Pelo menos 43 pessoas morreram em um incêndio em uma fábrica de alimentos em Bangladesh, disse a polícia na sexta-feira. Isso porque a equipe da ambulância retirou o corpo, embora o prédio ainda estivesse em chamas.

A chama irrompeu na tarde de quinta-feira em uma fábrica em Rupganj, uma cidade industrial 25 km (15 milhas) a leste da capital Daca, e continuou a arder por quase 24 horas.

Muitos dos 30 feridos pularam para salvar suas vidas dos andares superiores do complexo.

Parentes perturbados e outros trabalhadores de fábrica do lado de fora disseram temer que outras pessoas não pudessem escapar, mas o número de pessoas presas lá dentro é desconhecido.

Em Bangladesh, incêndios são comuns devido à falta de aplicação das normas de segurança. Em fevereiro de 2019, a Inferno quebrou vários apartamentos em Dhaka, matando 70 pessoas.

Parentes da vítima estão de luto no local do incêndio [Mohammad Ponir Hossain/Reuters]

A polícia e testemunhas disseram que o incêndio começou na Fábrica de Alimentos e Bebidas Hashem em Rupganji por volta das 17h de quinta-feira (11h GMT).

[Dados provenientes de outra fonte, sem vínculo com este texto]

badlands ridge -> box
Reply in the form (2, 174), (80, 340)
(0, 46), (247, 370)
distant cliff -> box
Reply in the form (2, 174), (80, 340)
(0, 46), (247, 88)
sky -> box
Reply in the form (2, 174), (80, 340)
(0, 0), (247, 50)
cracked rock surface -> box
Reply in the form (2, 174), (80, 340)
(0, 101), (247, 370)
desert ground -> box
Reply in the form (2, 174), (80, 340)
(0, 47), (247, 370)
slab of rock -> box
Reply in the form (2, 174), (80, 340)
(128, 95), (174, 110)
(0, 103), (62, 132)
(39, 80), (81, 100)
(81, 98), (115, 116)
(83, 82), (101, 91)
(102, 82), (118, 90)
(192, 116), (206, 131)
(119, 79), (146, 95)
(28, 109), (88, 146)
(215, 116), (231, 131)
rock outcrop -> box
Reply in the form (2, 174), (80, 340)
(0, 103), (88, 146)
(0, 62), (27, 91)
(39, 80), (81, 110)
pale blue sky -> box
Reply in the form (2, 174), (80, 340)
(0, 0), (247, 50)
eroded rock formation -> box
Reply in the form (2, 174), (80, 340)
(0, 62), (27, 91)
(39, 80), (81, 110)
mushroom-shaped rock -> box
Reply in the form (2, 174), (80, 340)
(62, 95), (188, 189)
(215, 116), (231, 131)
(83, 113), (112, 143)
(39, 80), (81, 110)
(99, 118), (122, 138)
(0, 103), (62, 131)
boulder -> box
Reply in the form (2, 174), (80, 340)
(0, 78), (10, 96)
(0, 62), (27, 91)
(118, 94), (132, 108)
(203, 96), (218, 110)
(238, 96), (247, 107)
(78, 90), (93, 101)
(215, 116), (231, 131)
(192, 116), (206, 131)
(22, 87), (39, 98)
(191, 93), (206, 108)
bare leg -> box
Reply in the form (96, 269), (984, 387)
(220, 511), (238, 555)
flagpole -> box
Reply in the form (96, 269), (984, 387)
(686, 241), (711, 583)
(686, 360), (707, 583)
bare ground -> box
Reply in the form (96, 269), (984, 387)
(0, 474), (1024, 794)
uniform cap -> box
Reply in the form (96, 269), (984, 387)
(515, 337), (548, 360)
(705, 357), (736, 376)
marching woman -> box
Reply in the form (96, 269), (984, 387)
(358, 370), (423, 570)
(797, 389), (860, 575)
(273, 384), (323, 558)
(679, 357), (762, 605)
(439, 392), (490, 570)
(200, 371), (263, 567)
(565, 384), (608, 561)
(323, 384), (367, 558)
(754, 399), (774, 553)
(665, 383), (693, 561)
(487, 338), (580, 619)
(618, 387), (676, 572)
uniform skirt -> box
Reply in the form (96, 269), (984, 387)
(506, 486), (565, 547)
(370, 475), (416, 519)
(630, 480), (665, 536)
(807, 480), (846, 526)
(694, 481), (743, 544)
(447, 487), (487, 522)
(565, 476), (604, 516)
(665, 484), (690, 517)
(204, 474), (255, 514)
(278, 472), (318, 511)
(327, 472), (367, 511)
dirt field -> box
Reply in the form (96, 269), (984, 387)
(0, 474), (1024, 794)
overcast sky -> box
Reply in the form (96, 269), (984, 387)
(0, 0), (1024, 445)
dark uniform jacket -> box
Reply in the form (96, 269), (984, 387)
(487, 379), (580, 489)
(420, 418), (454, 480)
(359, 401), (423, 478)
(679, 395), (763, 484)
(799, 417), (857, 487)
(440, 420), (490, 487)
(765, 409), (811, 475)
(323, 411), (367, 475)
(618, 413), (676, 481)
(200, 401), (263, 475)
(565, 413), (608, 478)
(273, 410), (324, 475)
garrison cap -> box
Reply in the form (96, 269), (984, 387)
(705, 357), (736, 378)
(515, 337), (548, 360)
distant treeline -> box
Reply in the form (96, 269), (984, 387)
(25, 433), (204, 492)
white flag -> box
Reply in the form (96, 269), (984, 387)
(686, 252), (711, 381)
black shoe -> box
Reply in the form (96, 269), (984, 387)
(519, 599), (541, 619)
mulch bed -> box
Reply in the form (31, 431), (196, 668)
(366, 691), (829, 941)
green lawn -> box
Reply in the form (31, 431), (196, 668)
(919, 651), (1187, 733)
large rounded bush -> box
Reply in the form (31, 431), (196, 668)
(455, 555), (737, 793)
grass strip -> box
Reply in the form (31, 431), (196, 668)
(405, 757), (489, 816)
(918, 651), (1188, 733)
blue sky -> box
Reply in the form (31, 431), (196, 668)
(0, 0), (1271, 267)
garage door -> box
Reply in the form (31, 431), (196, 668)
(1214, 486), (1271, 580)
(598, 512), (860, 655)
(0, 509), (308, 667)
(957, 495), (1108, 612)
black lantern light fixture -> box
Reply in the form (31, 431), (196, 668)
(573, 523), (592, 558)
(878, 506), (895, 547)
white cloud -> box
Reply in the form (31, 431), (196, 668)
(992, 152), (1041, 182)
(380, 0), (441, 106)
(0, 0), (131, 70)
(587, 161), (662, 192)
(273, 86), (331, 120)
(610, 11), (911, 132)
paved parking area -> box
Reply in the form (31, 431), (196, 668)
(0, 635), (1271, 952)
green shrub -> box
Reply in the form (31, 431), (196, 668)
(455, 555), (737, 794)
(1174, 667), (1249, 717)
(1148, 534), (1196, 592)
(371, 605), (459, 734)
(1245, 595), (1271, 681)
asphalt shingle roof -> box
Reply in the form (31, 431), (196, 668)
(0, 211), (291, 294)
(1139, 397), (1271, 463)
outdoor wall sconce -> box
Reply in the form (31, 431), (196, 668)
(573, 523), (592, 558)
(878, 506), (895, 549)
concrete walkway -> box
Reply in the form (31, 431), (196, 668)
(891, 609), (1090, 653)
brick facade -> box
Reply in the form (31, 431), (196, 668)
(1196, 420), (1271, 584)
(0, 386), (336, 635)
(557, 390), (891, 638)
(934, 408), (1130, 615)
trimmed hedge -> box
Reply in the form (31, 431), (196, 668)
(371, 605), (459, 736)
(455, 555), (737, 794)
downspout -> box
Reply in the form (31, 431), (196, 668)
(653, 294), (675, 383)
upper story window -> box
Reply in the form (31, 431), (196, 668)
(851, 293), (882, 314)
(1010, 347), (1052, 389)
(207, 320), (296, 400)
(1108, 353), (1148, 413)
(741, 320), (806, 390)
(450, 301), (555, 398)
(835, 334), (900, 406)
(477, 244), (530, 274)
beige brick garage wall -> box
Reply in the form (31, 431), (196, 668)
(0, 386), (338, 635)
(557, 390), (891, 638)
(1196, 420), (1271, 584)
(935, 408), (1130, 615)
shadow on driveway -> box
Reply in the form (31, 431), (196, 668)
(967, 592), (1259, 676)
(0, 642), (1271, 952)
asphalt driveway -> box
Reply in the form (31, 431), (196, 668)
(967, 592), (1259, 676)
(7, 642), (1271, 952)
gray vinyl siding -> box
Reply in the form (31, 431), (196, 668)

“Assim que o incêndio for extinto, conduziremos as operações de busca e resgate internamente e, então, poderemos ver se há mais vítimas”, disse Debasish Baldan, porta-voz do corpo de bombeiros.

Mohammad Saifuru, um operário que escapou do incêndio, disse que havia dezenas de pessoas dentro quando as chamas começaram.

“No terceiro andar, os portões do átrio em ambas as escadas estavam fechados. Outros colegas dizem que havia 48 lá dentro. Não sei o que aconteceu com eles”, disse ele.

Bombeiros tentam extinguir um incêndio em um prédio de fábrica [Mohammad Ponir Hossain/Reuters]

Outro trabalhador, Mamun, disse que ele e 13 outros trabalhadores correram para o telhado depois que um incêndio começou no andar térreo e toda a fábrica foi coberta com fumaça preta.

“Os bombeiros usaram a corda para nos espancar”, disse ele a repórteres.

Centenas de pessoas perturbadas se reuniram do lado de fora para encontrar informações atualizadas sobre seus parentes enquanto uma nuvem de fumaça saía do prédio da fábrica.

Um deles foi Nazururu Islam.

“Viemos aqui porque minha sobrinha não recebia a ligação há um tempo e agora o telefone não está tocando. Estamos preocupados”, disse ele.